The Fed this year has moved aggressively to raise interest rates to try to rein in price surges that have hit American families, and central bankers, notably Fed chief Jerome Powell, have doused any hopes they would alter course anytime soon.
New York Federal Reserve Bank President John Williams echoed Powell’s tough comments, saying the benchmark lending rate will have to remain high for some time to bring demand back into line with supply.
US annual inflation ebbed slightly in July to a still-painfully high 8.5 percent, and Williams said the Fed is “absolutely committed” to achieving the two-percent goal.
“The situation is very challenging. Inflation is very high. The economy has a lot of crosscurrents. I do think it will take a few years, but we’re going to get that done,” Williams said in a discussion with The Wall Street Journal.
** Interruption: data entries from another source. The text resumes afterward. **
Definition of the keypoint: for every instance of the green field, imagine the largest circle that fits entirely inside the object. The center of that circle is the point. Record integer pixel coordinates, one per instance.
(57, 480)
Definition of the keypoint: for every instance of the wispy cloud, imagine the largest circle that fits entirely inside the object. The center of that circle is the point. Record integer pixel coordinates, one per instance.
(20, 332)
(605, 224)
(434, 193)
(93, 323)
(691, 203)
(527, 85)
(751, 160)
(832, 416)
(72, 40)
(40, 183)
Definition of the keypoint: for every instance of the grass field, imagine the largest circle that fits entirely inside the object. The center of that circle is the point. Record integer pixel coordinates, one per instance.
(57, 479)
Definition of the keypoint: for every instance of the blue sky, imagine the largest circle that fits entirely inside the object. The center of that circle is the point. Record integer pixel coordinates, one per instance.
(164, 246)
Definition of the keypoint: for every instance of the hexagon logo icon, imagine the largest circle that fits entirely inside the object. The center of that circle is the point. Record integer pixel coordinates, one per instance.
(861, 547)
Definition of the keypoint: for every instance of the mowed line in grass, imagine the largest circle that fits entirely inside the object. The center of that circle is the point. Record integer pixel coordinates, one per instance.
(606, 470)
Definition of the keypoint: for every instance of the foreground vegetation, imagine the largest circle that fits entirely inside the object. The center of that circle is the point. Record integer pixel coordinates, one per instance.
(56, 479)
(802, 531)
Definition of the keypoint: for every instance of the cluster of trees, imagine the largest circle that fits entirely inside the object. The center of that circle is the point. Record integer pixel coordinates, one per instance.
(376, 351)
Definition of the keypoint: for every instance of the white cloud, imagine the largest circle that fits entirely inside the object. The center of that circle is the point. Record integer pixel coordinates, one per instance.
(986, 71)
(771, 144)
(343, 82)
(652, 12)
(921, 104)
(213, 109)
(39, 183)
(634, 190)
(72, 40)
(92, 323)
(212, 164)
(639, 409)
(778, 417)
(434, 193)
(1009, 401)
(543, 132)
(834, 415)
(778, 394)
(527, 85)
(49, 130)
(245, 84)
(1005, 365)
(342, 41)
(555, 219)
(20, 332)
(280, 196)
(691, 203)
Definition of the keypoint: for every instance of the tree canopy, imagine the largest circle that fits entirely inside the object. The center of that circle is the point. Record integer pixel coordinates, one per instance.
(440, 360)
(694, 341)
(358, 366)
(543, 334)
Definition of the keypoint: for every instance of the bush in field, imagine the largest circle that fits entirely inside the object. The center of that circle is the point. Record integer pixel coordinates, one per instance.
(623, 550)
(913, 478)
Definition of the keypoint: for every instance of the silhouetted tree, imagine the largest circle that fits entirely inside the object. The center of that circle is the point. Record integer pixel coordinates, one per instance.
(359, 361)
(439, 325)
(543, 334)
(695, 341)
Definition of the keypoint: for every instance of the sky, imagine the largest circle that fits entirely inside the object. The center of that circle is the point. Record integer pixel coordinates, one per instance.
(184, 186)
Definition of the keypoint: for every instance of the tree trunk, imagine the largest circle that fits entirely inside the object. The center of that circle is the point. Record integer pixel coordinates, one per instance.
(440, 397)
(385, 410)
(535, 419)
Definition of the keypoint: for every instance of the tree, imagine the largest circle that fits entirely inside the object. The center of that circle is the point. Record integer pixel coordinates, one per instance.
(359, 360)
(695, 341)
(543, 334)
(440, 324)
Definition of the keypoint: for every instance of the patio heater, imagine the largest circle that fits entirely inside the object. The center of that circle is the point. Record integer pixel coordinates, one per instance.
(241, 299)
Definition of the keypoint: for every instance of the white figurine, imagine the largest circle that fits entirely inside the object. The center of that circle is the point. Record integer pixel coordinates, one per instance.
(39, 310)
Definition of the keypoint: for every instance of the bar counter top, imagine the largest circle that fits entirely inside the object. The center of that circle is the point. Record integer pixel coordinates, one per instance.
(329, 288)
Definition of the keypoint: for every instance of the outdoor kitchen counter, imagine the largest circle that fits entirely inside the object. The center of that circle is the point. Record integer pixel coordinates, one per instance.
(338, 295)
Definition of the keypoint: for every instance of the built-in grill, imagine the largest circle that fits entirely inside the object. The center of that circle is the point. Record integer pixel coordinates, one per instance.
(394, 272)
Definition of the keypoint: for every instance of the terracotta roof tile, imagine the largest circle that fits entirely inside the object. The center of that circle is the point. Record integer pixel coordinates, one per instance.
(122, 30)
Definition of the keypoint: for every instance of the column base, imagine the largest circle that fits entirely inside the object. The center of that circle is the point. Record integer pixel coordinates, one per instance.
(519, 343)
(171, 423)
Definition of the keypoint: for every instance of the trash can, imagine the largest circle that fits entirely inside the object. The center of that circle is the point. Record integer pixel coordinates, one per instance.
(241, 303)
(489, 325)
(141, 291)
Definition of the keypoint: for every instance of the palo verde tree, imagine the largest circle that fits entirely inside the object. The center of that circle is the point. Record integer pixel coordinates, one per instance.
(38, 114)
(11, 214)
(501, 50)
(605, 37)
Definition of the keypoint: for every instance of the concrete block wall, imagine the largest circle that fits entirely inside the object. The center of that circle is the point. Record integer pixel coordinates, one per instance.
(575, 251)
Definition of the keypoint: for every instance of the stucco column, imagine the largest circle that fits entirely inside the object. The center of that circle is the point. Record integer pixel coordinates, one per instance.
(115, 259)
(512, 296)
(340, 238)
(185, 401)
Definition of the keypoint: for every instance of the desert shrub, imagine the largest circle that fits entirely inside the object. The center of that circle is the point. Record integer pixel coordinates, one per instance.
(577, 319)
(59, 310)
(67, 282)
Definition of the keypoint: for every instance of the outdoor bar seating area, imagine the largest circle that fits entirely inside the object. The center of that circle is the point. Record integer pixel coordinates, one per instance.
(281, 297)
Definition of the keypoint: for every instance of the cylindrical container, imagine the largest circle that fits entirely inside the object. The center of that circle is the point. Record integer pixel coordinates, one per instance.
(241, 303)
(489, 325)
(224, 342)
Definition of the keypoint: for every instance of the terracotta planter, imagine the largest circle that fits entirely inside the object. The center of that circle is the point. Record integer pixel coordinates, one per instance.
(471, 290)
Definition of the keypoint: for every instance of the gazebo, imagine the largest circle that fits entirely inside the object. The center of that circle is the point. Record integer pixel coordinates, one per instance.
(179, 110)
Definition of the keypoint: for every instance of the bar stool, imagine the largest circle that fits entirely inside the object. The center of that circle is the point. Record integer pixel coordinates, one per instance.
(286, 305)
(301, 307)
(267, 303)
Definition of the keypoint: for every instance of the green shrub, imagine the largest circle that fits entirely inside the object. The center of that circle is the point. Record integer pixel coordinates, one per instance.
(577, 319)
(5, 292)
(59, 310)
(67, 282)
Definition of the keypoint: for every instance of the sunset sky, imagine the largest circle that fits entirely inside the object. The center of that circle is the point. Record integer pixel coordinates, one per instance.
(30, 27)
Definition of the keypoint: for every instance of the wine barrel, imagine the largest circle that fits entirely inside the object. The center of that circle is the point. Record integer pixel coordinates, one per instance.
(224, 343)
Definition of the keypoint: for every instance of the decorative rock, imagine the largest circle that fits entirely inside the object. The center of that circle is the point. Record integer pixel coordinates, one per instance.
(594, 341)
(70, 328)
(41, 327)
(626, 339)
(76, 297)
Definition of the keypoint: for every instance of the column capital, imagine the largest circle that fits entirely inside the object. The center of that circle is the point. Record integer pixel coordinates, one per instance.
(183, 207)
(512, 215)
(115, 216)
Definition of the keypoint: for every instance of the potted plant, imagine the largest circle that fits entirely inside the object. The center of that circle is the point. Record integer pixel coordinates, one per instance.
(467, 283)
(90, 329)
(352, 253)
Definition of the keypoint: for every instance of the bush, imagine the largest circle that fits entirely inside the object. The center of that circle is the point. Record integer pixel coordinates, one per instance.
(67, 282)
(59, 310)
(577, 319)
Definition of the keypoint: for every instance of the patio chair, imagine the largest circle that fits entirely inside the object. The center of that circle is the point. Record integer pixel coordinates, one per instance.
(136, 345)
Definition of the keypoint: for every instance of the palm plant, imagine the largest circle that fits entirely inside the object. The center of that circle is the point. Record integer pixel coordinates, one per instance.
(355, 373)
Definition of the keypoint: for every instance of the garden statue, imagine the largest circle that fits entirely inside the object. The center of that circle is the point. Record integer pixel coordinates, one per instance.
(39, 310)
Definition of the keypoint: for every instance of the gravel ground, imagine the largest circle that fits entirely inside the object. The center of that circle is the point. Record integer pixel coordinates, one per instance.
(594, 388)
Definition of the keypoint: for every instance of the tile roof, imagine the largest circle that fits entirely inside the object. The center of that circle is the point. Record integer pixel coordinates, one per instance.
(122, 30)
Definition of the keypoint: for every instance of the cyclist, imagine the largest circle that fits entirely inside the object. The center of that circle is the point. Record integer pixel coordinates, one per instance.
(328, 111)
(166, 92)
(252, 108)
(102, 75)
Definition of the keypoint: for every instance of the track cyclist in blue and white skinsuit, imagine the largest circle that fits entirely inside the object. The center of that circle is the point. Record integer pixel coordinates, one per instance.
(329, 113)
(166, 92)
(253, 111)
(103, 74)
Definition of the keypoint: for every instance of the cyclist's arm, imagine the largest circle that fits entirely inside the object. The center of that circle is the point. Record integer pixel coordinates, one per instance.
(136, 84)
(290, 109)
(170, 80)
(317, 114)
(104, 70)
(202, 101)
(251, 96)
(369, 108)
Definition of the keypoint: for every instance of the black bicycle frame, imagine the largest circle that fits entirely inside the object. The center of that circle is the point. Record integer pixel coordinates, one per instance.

The Fed has increased the key lending rate four times this year, including two supersized 0.75 percentage point hikes in June and July, and Powell said Friday another similar increase is possible next month as well.
Inflation was already high at the start of the year and spiked globally following the Russian invasion of Ukraine, but gas prices at the pump have been moving down in recent weeks, taking some of the pressure off American consumers.
That in turn led to a jump in consumer confidence in August, according to The Conference Board’s monthly survey released Tuesday.
But the US labor market remains very strong, which the Fed fears will add fuel to the inflation fires as wages rise.
New data from the Labor Department Tuesday showed that after dipping in June, job openings rebounded slightly in July, which means there are about two positions available for every unemployed person in the country.
The Fed on Friday will get a look at one more employment report before its September 20-21 policy meeting, and will look for a slowdown after the surprise surge in July.
Williams said the September policy decision will depend on the data, but added “it’s clear that we need to get interest rates significantly higher by the end of the year.”
Inflation is “far too high. And that’s really what we’re focusing on.”